Toutefois, les conditions de travail dans l’UE ne dépendent pas seulement des directives. Ainsi, la stratégie en matière de soins et de prise en charge, présentée par la Commission en septembre 2022, veut aussi instaurer des conditions de travail équitables et une formation professionnelle pour le personnel soignant. Elle comprend des recommandations sur les négociations tarifaires et le dialogue social, le respect de normes drastiques en matière de sécurité et de protection de la santé et sur des programmes de formation continue pour le personnel soignant et d’encadrement.

De plus, certaines directives de l’UE proposées par la Commission sont encore en attente d’un accord et d’une approbation.

La proposition d’une directive (décembre 2021) visant l’amélioration des conditions pour le travail via une plateforme est très intéressante, également au sens de la digitalisation et de l'évolution du marché du travail. En soumettant cette directive, la Commission veut s’assurer que les personnes qui travaillent via des plateformes numériques puissent faire valoir leurs droits de salariés et les prestations sociales. Cette directive régulerait également la protection relative à l’usage du management algorithmique (systèmes automatisés qui assistent/remplacent les fonctions de direction au travail).

En mars 2021, la Commission a aussi proposé une directive sur la transparence salariale. Elle vise à défendre l’égalité de salaire femmes/hommes au sein de l’UE, à poste identique, et devrait interdire aux employeurs de demander aux candidats leur dernier salaire. En outre, les salariés auraient le droit de demander une indemnité pour discrimination salariale.
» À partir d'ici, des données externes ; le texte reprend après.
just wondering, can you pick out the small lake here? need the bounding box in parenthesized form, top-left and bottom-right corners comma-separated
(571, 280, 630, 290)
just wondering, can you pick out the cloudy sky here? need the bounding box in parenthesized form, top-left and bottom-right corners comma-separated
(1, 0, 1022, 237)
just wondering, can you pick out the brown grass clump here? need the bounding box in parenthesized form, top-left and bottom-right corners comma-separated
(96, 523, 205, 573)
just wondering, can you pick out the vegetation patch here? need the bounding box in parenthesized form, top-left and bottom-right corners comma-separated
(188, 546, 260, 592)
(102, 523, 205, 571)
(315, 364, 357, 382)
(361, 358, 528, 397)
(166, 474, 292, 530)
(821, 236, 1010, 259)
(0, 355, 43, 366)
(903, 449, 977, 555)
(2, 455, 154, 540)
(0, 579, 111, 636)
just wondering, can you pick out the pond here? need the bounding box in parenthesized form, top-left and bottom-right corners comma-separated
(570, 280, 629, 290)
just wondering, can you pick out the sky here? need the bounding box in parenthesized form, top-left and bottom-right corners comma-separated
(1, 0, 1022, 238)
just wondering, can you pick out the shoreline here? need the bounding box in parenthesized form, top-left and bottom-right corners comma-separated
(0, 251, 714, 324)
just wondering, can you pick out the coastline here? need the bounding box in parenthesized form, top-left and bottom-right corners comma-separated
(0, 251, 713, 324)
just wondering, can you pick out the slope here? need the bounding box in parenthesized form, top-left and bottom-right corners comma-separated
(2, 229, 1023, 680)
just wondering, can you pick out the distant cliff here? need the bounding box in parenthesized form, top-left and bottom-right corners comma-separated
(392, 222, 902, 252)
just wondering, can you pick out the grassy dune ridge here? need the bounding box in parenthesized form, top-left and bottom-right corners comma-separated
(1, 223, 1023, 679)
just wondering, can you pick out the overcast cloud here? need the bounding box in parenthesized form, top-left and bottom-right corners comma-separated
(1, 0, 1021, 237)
La directive de l’UE sur les postes de direction, déjà proposée par la Commission en 2012, amorce sa dernière ligne droite, en attente d’une adoption officielle des législateurs européens. Elle énonce que les entreprises de plus de 250 salariés doivent, d’ici mi-2026, attribuer à des femmes, au conseil d’administration, au moins 40% des sièges non exécutifs ou 33% de la totalité des sièges.

Portrait

Joost Korte a été nommé Directeur Général de la direction  Emploi, affaires sociales et inclusion de la Commission européenne le 16 mars 2018. Auparavant, le Néerlandais était Directeur général adjoint du Commerce à la Commission. Il a également à son actif plusieurs années au Secrétariat général en tant que Directeur des relations avec le Conseil des ministres, et de l’expérience dans les cabinets de Sir Leon Brittan, Chris Pattern et Danuta Hübner. Il a ainsi pu se familiariser avec les procédures de décision de l’UE. Le juriste diplômé a rejoint la Commission en 1991, après avoir passé huit ans à l’Université d’Utrecht et d’Edimbourg, où il a mené des travaux scientifiques sur le droit européen.